A non-comprehensive list of ways I've seen my developers shoot themselves in the foot:
* Giant try-catch block around the message handling code to requeue messages that threw an exception. They neglected to add any accounting, so some messages would just never process. No one noticed until they saw the queue size never dropped below a certain amount during debugging.
* Queue behavior is highly dependant on configuration. Bad queue configurations result in dropped messages. Queueing systems provide few features to detect and alert on these failures (it's rally not their job), but building a system to track the integrity of the business process across queues is deemed to onerous.
* The built-in observability is generally not enough to be complete. I haven't seen a lot of great instrumentation libraries for SQS like there are for HTTP, meaning that observability is pushed on to the developer. They typically ignore that requirement because PMs rarely care until they realize we're unable to respond to incidents effectively.
* Most people vastly overestimate their scale. The number of applications I've seen built on SQS "because scale" that end up taking less than 100 QPS globally is significant. Anecdotally, I would say the majority of queue-based apps I have seen could have solved their scaling issues within HTTP.
* Many people want to treat queued messages like time-delayed HTTP requests. They are not, the semantics and design are totally different. I have seen people marshal requests to Protobuf, use it as the body of a message, and had another service read and process the request, and write another message to a queue that the first app reads back. It's basically gRPC over queues. Except that it solves none of the problems gRPC does, and creates a lot of problems. Just an example, how do you canary when you can't guarantee that the version of the app that sends the request will get the response to that request?
I think SQS is an amazing tool in the hands of people that know when to use it, and how to use it. But my experience has been that most people don't, and the ecosystem to make it available to people who aren't experts just doesn't exist yet.

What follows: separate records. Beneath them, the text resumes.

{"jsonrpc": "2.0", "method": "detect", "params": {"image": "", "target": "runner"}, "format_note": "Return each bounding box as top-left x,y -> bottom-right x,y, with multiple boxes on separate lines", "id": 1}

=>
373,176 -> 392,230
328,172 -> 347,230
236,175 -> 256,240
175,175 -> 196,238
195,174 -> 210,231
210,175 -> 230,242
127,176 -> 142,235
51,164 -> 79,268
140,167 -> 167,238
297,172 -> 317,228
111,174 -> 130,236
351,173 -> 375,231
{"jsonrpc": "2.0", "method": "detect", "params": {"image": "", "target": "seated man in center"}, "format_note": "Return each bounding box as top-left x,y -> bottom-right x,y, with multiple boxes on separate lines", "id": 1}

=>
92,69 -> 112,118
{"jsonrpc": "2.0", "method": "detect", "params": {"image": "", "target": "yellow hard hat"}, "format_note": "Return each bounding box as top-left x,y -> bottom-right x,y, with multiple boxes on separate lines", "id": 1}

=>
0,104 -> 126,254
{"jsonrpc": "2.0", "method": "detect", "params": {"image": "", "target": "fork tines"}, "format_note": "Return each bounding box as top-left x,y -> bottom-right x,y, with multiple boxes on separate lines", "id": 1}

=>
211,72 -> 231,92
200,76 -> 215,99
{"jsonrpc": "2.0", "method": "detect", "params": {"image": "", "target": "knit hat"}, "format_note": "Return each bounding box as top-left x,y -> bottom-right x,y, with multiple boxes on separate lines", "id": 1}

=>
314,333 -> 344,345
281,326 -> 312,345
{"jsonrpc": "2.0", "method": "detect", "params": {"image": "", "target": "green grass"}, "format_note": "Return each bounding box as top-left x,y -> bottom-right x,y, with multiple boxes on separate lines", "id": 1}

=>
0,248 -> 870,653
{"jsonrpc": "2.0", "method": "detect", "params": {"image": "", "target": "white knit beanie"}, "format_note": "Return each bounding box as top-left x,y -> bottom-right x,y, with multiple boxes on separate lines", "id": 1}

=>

The takeaway for me is: distributed systems are hard. If you have distributed workers, you have entered into a vastly more complex realm. SQS gives you some tools to work successfully in that environment, but it doesn't (and can't) get rid of that complexity. Most of the problems I've seen relate to engineers not understanding the fundamental complexity of coordinating distributed work. Your choice of tech stack for your queues isn't going to make a big difference if you don't understand what you're fundamentally dealing with.